Donaldson Fellows Share Insights on Leadership
Four Yale SOM graduates with varied and distinguished careers visited the Yale SOM campus on February 7 and 8 to share their thoughts on leadership. The Donaldson Fellows Program, named in honor of SOM's founding dean, William H. Donaldson, recognizes Yale SOM alumni whose personal and professional accomplishments embody the school's mission to educate leaders for business and society. The 2012-2013 fellows came to campus to participate in a series of events, part of SOM's Leadership Development Program (LDP), that offer students the opportunity to hear from and interact with the fellows and deepen their understanding of leadership.
The 2012-2013 Donaldson Fellows are Donald H. Gips '89, the former U.S. ambassador to South Africa; Christine Bader '00, an expert on business and human rights and a visiting scholar and lecturer at Columbia University; Nadim Matta '89, a co-managing partner at Schaffer Consulting and president of the Rapid Results Institute, a nonprofit that helps accelerate the implementation of social impact programs in developing countries; and Liang Meng '97, co-founder of the Hong Kong investment firm Ascendent Capital Management.
During their visit, the fellows participated in discussions with students and spoke at a symposium, moderated by Yale SOM Dean Edward A. Snyder, where they discussed their leadership philosophies. "These fellows are purposeful leaders," Snyder told an audience of students, faculty, and staff. "They pursue their work with great integrity."
Bader, who served on a United Nations body that drafted guiding principles to prevent human rights abuses related to business activity, advised students to speak up when they are confronted with business practices that have negative effects on a community. She also encouraged students to establish clarity in regard to their career goals and to act decisively. "I had to think about what I really wanted," she said, "and then make it happen. No one else could do that for me."

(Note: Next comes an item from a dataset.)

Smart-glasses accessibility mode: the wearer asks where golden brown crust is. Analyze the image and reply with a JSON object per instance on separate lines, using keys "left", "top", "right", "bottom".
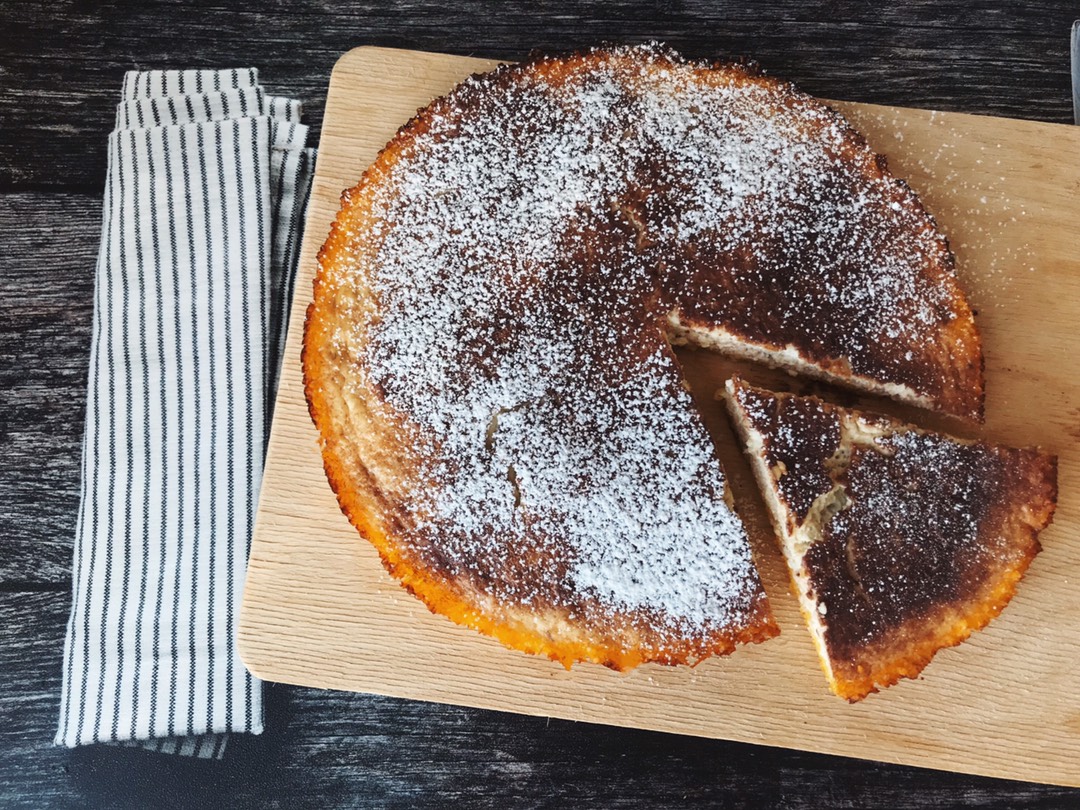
{"left": 305, "top": 368, "right": 779, "bottom": 669}
{"left": 308, "top": 331, "right": 778, "bottom": 669}
{"left": 306, "top": 313, "right": 778, "bottom": 668}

Gips also encouraged students to take charge of their careers and to be open to change. "Things don't just happen," he said. "You have to create the environment for them to happen. But when they happen, grab them. Take risks in your career; don't just stay on that one path."
Gips further advised students to establish their own ways of leading. "There is no one right leadership style," he said, adding that great leaders learn to adapt to different situations. Effective leaders are honest with themselves about their own strengths and weaknesses, and they surround themselves with people who complement their abilities, Gips said.
Matta agreed that there is no single theory of leadership. Instead, he said, effective leaders operate by performing acts of leadership that bring about specific consequences. He also emphasized that leadership is also a shared task. "This is not the purview of anybody in particular," Matta said. "This is the purview of all of us."
Meng left New Haven before the symposium because of an impending winter storm, but before departing spoke to students in a smaller session. He encouraged them to move their careers forward by establishing their excellence in their current roles while remaining open-minded and curious. Periodically assessing career goals and progress is also crucial, he said. "Every five years, it's good to take stock of things, look around, and maybe make a change."
Thomas Kolditz, professor in the practice of leadership and management and the director of the LDP, said afterwards that the Donaldson Fellows visit was a highlight of the program. "All MBA candidates at SOM are developing as leaders," Kolditz said. "Their interaction with Donaldson Fellows provides leadership role models—in this case, role models with a common history of excellence at SOM."